SAN FRANCISCO (KGO) — Lawyers from the Bay Area are in Washington D.C. to argue before the Supreme Court Wednesday in a case challenging a Trump executive order that banks birthright citizenship.
The Bay Area has a deep connection to birthright citizenship. It’s a landmark case that affirmed the right began in San Francisco.
Birthright citizenship seemed to have been settled as a constitutional right for more than 150 years.
In 1868, the 14th Amendment was adopted to grant more rights to freed slaves.
It says all persons born in the U.S. are citizens of the U.S.

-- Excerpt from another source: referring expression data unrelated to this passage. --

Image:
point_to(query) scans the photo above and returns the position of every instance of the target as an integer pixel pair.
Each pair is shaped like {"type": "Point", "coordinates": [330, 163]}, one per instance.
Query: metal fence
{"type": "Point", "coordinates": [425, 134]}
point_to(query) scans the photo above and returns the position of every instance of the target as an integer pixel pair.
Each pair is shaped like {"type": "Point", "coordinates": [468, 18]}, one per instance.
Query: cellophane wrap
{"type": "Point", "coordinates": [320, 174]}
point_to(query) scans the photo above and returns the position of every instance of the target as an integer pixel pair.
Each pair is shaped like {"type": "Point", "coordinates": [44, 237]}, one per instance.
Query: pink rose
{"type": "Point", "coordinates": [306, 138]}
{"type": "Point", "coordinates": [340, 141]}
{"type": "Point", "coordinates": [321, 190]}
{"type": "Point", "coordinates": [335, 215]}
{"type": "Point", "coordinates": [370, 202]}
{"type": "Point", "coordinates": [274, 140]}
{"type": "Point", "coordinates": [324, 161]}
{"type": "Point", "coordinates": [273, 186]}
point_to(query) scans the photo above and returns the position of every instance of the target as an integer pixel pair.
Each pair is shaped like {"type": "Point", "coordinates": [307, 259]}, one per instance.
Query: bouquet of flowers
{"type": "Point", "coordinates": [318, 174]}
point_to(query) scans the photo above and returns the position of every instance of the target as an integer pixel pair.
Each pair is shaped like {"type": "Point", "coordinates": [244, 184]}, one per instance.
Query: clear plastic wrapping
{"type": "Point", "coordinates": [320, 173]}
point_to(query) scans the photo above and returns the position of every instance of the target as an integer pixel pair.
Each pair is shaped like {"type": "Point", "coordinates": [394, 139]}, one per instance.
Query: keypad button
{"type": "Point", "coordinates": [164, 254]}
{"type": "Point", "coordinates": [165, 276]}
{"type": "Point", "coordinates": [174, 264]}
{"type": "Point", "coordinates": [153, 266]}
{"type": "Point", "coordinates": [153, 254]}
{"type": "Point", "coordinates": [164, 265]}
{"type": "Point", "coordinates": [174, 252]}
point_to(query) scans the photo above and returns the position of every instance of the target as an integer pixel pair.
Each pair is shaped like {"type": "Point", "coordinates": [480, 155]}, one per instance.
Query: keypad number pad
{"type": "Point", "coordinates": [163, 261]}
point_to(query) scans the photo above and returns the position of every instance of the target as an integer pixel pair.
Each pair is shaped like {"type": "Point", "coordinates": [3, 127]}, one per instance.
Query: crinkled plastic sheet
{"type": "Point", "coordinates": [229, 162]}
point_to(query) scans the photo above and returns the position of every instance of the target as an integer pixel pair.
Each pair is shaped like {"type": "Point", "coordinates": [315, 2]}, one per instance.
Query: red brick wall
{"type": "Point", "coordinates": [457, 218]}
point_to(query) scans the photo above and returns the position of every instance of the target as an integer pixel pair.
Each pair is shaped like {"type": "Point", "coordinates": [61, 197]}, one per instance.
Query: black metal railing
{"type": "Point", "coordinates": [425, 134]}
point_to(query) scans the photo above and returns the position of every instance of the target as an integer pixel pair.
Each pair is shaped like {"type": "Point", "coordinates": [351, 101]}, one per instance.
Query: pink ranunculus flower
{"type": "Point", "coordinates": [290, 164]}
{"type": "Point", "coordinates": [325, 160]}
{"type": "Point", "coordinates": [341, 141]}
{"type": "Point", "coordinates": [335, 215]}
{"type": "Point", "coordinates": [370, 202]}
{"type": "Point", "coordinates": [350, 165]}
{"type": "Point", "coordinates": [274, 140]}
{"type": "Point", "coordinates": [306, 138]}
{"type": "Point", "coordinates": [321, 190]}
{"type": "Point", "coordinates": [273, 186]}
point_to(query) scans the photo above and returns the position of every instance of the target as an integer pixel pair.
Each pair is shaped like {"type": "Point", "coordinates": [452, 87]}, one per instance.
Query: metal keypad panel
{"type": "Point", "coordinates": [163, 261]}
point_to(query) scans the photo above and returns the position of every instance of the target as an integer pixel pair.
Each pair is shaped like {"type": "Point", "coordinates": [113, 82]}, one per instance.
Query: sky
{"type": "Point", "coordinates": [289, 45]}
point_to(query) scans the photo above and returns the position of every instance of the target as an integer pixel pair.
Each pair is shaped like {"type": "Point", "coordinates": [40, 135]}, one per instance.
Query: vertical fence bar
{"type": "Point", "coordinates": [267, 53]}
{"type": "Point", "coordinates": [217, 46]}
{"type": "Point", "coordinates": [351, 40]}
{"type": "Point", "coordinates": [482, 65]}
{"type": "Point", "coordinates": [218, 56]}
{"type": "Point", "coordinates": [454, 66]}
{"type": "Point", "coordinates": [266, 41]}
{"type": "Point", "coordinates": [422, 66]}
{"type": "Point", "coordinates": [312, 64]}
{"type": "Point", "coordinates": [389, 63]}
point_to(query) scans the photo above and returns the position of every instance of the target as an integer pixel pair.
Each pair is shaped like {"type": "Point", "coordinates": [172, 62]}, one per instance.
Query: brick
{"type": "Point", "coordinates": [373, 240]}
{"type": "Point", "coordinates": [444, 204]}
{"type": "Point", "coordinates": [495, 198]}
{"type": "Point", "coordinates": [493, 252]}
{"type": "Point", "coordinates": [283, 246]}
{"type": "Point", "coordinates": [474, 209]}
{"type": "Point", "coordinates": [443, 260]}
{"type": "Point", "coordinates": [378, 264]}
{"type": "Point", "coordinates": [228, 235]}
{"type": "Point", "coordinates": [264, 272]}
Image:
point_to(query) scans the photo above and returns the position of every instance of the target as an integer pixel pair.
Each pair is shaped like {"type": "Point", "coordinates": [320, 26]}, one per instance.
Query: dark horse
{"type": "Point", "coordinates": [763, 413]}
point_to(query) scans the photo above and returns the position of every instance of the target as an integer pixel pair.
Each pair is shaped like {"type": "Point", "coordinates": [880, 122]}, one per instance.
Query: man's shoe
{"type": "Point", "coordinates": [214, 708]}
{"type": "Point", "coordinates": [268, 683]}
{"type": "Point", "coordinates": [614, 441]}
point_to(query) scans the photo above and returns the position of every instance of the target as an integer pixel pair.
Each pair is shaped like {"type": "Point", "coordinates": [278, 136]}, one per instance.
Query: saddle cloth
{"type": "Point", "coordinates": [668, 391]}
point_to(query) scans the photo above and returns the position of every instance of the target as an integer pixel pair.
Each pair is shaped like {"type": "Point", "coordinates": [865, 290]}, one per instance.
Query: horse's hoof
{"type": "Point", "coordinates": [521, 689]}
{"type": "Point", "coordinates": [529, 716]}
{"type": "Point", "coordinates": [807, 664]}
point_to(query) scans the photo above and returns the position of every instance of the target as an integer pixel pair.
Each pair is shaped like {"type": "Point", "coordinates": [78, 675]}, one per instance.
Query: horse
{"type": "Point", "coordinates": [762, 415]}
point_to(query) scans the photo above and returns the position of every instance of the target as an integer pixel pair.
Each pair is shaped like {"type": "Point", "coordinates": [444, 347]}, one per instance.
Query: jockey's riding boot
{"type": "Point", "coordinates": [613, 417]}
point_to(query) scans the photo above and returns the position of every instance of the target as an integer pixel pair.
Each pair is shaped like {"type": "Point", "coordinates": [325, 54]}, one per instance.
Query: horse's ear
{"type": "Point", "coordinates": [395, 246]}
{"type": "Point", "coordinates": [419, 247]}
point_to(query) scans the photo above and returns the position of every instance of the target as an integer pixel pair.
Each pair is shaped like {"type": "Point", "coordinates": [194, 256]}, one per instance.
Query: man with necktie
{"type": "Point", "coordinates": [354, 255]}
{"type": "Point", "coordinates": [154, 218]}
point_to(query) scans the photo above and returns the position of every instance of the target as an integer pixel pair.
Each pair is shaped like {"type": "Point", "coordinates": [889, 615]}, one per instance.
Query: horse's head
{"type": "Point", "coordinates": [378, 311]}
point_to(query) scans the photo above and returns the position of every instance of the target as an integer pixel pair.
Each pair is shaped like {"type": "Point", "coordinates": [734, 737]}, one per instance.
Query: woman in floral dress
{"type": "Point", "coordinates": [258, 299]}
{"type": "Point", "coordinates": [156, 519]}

MORE: Judge blocks additional citizenship provisions in latest setback to Trump’s election executive order
But on the first day of his second term in office, President Donald Trump signed an executive order to ban birthright citizenship.
Aarti Kohli is the Executive Director of the Asian Law Caucus in San Francisco, one of the organizations challenging the executive order.
“What’s at issue is can the president rewrite the Constitution. And basically we are arguing that birthright citizenship is clearly stated in the 14th Amendment and that the Supreme Court actually already decided this issue in 1898,” Kohli says.
That 1898 case is firmly rooted in the Bay Area.
Wong Kim Ark was born in San Francisco. But when he tried to re-enter the U.S. after a visit to China, his citizenship was questioned because his parents were Chinese immigrants.
“The 14th amendment says all persons born or naturalized in the United States. It says nothing about parents. The word parents is not in the 14th amendment,” Kohli explains.
VIDEO: How SF Chinatown resident’s historical lawsuit established birthright citizenship
The Supreme Court back then agreed. Birthright citizenship was later codified as a statute by Congress.
Wong Kim Ark’s great grandson still lives in the Bay Area. He will rally in front of the Supreme Court Wednesday in favor of birthright citizenship.
“Most Americans in this country owe their citizenship to birthright citizenship. The ones that don’t are the Indigenous people,” says Norman Wong, Wong Kim Ark’s great grandson.
The case Wednesday will be argued by Cecilia Wang, the National Legal Director of the ACLU in California. She’s the daughter of Taiwanese immigrants who were in the U.S. on student visas. She would not have been a U.S. citizen without birthright citizenship.
“That she would be the one to defend that before the current court feels very meaningful and poignant to me,” says Winnie Kao, Asian Law Caucus Senior Counsel, who is part of the legal team challenging the executive order.
She says overturning birthright citizenship would marginalize 250,000 children each year.
MORE: Bay Area citizenship classes see surge in interest as government cuts funding, ICE arrests continue
“Hundreds of thousands of U.S.-born children would be stripped of birthright citizenship, the citizenship of other Americans would be called into question. Whole swaths of U.S. law that are premised on birthright citizenship would need to be re-examined,” Kao says.
The impact would extend beyond immigrants in the country illegally or on visas.
“Right now, you give birth in a hospital, you hopefully can name your child within three days. You sign the piece of paper. And the hospital sends it on to the Social Security Administration. And within a few weeks, you have a social Security number for your baby. And now what the government will have to do is investigate the immigration status of, the parents of the baby. And so you will have to prove that you yourself are a citizen or a green card holder. So just imagine the bureaucratic mess that that’s going to create,” Kohli says.
Like many laws in the U.S., birthright citizenship is based on British common law.
The United Kingdom however, got rid of birthright citizenship in 1983.
However, most countries in the Americas still have birthright citizenship.